The gist of the show is that Ramsay is so famous that the mere sight of him when he shows up to inspect your restaurant terrorizes the employees so much they immediately start trying to cover up their sins. So in this show, Ramsay, after his clandestine, middle-of-the-night “inspection,” records the staff and customers, under the guise that they’re participating in a restaurant-reconstruction reality show. He sits at a video control board in a disguised truck in the parking lot.

Thus, we get interviews with Mrs. White, Larry and Larry’s daughter, Kianna, who is eager to take over the restaurant but Larry won’t allow it.
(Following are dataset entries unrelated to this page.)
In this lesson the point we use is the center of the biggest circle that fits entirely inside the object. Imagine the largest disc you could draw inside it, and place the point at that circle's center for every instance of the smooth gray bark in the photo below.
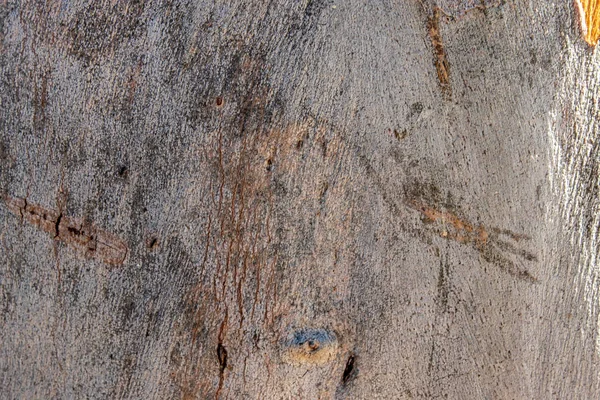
(298, 199)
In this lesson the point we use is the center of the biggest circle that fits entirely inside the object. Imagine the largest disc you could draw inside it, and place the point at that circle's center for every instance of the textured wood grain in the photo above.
(310, 206)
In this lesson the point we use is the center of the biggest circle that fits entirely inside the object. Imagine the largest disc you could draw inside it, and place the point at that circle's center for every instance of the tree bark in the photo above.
(298, 199)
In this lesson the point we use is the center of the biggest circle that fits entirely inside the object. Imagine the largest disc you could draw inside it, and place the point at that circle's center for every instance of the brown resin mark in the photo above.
(497, 246)
(86, 238)
(440, 59)
(589, 13)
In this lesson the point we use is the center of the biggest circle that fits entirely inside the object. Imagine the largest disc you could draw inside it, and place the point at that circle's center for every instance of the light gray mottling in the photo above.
(294, 171)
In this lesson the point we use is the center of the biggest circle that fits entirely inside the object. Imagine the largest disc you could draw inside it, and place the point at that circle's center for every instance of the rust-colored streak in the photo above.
(497, 246)
(85, 238)
(440, 58)
(589, 12)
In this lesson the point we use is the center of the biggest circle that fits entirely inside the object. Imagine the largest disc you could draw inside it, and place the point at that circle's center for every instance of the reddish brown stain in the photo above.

He won’t even let her use the company credit card — though, as it turns out, there’s a story behind that.

There’s a story behind the whole thing, which I won’t reveal, obviously, and it’s a sad one. The entire show turns on a dime at the halfway point, when Ramsay sits down for a talk with Larry. Let the healing begin! Or something.

You have seen shows like this a million times. Or it seems like a million. Ramsay modernizes the menu (are sliders really what you go to Mrs. White’s for?), and they fix up the booths and tables and install a whole new kitchen. The twist here is that Ramsay reveals the “insider” who tipped him off in the first place, and praises the person like they were working counterintelligence against the Nazis or something. (The identity isn’t too hard to figure out.)

It’ll be interesting to see how it plays out months from now, with Ramsay off on another hero quest. If this is what it takes to get people to come to Mrs. White’s and keep the business healthy, so be it. But a reality-show exorcism seems like a steep price to pay.